Ten slotte heeft eiser heeft zich op het standpunt gesteld dat verweerder het dagloon niet naar de Nederlandse maar naar de Noorse loonstijging had moeten indexeren.
8.2.
De rechtbank is van oordeel dat deze beroepsgrond niet kan slagen, nu in artikel 14 van de Wet WIA is bepaald dat de indexering van het dagloon is gekoppeld aan de Wet minimumloon en minimumvakantiebijslag.

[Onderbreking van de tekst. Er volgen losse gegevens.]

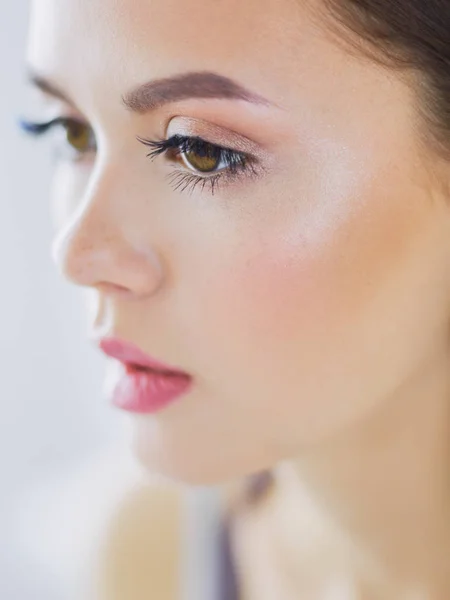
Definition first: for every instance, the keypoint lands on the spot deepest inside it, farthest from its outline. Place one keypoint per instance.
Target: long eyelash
(184, 180)
(38, 129)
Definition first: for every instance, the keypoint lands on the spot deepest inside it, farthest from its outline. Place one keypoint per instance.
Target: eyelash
(177, 145)
(174, 147)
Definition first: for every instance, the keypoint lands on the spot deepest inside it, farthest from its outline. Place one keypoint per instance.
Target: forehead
(122, 42)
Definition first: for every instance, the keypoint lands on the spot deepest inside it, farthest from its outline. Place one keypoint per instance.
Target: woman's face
(302, 292)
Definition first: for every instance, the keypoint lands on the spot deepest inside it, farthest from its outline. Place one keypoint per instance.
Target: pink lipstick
(144, 385)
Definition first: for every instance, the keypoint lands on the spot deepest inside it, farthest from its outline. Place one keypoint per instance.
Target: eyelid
(214, 135)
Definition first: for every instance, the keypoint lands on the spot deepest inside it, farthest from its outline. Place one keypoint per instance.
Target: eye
(205, 163)
(203, 157)
(77, 135)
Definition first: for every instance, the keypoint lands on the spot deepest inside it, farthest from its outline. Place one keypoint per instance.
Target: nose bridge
(99, 246)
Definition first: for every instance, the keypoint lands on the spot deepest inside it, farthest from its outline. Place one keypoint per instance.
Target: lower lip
(146, 392)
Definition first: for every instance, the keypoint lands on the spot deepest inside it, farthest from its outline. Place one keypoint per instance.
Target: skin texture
(310, 303)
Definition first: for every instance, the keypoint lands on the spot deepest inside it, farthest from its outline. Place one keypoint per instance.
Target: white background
(64, 452)
(53, 420)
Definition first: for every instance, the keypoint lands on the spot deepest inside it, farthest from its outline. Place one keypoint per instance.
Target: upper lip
(131, 355)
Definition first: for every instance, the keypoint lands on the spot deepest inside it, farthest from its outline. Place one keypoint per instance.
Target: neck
(380, 493)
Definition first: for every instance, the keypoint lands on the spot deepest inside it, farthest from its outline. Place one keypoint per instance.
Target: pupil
(204, 157)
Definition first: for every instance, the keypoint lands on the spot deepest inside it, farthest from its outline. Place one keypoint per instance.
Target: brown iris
(203, 157)
(78, 135)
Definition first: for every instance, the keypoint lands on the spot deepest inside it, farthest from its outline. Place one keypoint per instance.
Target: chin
(194, 468)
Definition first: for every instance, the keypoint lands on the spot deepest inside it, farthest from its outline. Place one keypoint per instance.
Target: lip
(142, 384)
(129, 354)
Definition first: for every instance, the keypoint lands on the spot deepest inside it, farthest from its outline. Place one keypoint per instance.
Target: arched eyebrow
(159, 92)
(206, 84)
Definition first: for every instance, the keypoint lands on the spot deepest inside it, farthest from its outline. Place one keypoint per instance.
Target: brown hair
(413, 38)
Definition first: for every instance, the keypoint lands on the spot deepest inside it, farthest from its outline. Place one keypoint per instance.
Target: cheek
(300, 303)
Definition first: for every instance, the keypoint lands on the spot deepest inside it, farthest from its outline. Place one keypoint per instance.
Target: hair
(412, 37)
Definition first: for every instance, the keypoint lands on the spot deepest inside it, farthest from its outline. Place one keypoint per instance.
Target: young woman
(258, 195)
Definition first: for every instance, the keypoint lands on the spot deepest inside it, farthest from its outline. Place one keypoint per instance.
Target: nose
(104, 244)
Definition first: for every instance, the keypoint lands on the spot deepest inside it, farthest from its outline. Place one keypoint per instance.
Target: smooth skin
(310, 300)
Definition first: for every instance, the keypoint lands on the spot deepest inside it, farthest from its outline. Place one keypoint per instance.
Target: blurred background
(64, 451)
(55, 428)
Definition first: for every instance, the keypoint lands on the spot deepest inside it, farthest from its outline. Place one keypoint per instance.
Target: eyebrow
(159, 92)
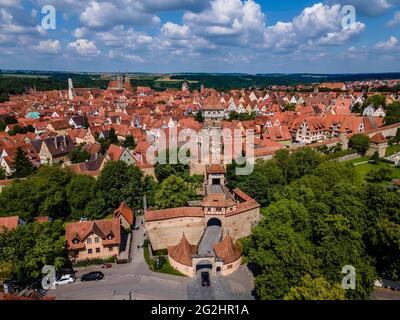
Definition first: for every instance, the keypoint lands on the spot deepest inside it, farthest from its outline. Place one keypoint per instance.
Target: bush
(360, 142)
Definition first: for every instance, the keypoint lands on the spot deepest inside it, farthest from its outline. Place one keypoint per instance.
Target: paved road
(234, 287)
(135, 280)
(120, 280)
(211, 236)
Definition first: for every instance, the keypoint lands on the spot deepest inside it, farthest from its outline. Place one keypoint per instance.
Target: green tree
(22, 165)
(42, 193)
(376, 101)
(360, 142)
(31, 247)
(280, 256)
(3, 173)
(129, 143)
(381, 175)
(119, 182)
(79, 192)
(112, 137)
(316, 289)
(198, 116)
(163, 171)
(392, 113)
(172, 193)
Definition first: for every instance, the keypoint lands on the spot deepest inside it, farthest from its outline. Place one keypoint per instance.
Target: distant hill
(16, 81)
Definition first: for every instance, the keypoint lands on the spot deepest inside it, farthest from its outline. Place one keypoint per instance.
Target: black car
(93, 276)
(205, 279)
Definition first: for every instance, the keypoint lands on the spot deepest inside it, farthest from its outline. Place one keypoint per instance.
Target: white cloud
(10, 3)
(80, 32)
(173, 30)
(395, 21)
(84, 47)
(237, 20)
(48, 47)
(168, 5)
(107, 14)
(368, 7)
(318, 25)
(121, 55)
(387, 45)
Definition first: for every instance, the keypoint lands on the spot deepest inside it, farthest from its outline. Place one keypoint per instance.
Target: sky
(221, 36)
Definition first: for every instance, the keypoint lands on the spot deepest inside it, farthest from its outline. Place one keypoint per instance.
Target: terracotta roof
(183, 252)
(102, 228)
(43, 219)
(379, 138)
(9, 223)
(216, 169)
(126, 212)
(173, 213)
(212, 103)
(217, 200)
(115, 152)
(242, 207)
(242, 195)
(227, 250)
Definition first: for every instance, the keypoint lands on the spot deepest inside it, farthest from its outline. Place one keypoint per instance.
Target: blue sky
(253, 36)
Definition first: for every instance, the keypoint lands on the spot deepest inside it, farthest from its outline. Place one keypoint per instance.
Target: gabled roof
(102, 228)
(216, 169)
(379, 138)
(9, 223)
(126, 212)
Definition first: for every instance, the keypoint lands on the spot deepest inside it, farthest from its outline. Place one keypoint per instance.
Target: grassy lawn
(392, 150)
(355, 161)
(364, 169)
(164, 268)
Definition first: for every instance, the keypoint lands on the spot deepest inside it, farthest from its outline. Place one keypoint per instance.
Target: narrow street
(137, 282)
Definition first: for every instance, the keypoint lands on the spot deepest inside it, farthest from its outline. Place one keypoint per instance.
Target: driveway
(137, 282)
(237, 286)
(126, 281)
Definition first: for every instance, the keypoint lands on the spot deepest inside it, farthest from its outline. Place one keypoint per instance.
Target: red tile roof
(216, 169)
(9, 223)
(102, 228)
(379, 138)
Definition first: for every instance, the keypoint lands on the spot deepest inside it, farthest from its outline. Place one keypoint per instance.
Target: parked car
(205, 279)
(92, 276)
(65, 279)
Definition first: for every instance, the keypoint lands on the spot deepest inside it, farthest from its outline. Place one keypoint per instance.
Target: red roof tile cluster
(108, 230)
(9, 223)
(126, 212)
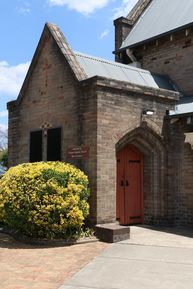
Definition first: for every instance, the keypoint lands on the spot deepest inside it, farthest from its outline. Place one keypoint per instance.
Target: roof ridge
(67, 51)
(111, 62)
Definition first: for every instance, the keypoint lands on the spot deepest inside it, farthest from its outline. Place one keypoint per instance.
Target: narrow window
(36, 146)
(54, 144)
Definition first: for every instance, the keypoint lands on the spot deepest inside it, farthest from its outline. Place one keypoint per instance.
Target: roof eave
(154, 38)
(99, 81)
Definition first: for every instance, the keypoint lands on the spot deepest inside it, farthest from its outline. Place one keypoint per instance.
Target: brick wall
(170, 56)
(119, 122)
(53, 95)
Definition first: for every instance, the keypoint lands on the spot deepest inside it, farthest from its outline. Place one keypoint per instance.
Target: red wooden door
(129, 186)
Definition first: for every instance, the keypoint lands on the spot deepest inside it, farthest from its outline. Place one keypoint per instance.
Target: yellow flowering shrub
(44, 199)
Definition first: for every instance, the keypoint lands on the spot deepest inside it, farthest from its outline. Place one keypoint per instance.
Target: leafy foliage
(47, 200)
(4, 158)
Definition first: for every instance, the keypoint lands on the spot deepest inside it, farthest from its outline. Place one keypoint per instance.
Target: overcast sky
(87, 25)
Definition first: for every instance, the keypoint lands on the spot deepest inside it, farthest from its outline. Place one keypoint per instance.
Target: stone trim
(137, 10)
(67, 51)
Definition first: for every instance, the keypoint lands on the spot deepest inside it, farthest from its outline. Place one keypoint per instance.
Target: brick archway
(152, 147)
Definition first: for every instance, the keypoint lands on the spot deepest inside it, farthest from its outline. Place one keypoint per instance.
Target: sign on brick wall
(78, 152)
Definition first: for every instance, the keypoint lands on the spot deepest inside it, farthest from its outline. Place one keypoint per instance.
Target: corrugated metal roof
(94, 66)
(185, 106)
(161, 17)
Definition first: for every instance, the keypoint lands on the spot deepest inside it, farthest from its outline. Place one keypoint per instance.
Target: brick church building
(127, 124)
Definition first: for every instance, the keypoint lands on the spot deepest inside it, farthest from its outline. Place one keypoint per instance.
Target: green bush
(44, 200)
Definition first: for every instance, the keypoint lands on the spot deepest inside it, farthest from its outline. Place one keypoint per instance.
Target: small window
(54, 144)
(36, 146)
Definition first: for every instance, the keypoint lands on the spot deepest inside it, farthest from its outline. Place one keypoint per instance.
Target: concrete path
(24, 266)
(151, 259)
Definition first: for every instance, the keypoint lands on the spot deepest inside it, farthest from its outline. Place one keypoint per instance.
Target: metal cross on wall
(45, 126)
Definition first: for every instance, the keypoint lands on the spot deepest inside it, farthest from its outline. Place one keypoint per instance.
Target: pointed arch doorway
(129, 186)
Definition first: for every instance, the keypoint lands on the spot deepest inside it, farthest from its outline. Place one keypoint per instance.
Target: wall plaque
(78, 152)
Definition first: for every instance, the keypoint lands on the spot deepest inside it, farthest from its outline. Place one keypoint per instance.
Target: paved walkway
(28, 267)
(151, 259)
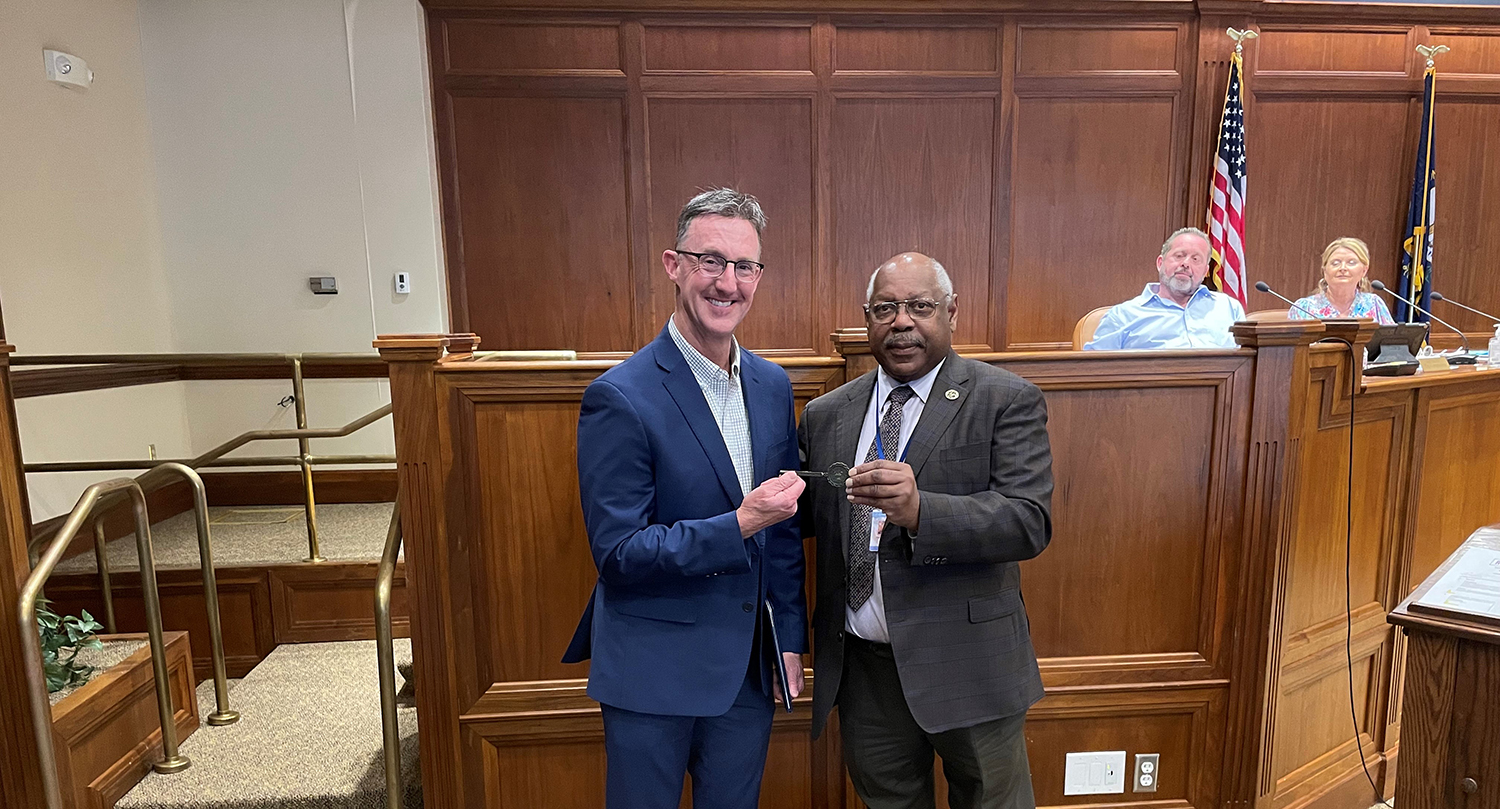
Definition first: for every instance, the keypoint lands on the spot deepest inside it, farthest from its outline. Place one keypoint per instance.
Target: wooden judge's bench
(1191, 602)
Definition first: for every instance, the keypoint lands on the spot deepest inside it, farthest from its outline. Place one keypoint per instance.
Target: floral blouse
(1365, 305)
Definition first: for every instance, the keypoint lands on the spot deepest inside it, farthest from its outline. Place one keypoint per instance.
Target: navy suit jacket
(675, 614)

De Wet minimumloon en minimumvakantie-bijslag ziet op het Nederlandse minimumloon.
9. Het beroep is ongegrond.
10. Voor een proceskostenveroordeling bestaat geen aanleiding.

Beslissing

De rechtbank verklaart het beroep ongegrond.
Deze uitspraak is gedaan door mr. B.C. Langendoen, rechter, in aanwezigheid van mr. S. van Douwen, griffier
.
De beslissing is in het openbaar uitgesproken op 2 maart 2017.
griffier
rechter
Afschrift verzonden aan partijen op:

Rechtsmiddel

Tegen deze uitspraak kan binnen zes weken na de dag van verzending daarvan hoger beroep worden ingesteld bij de Centrale Raad van Beroep.
Als hoger beroep is ingesteld, kan bij de voorzieningenrechter van de hogerberoepsrechter worden verzocht om het treffen van een voorlopige voorziening of om het opheffen of wijzigen van een bij deze uitspraak getroffen voorlopige voorziening.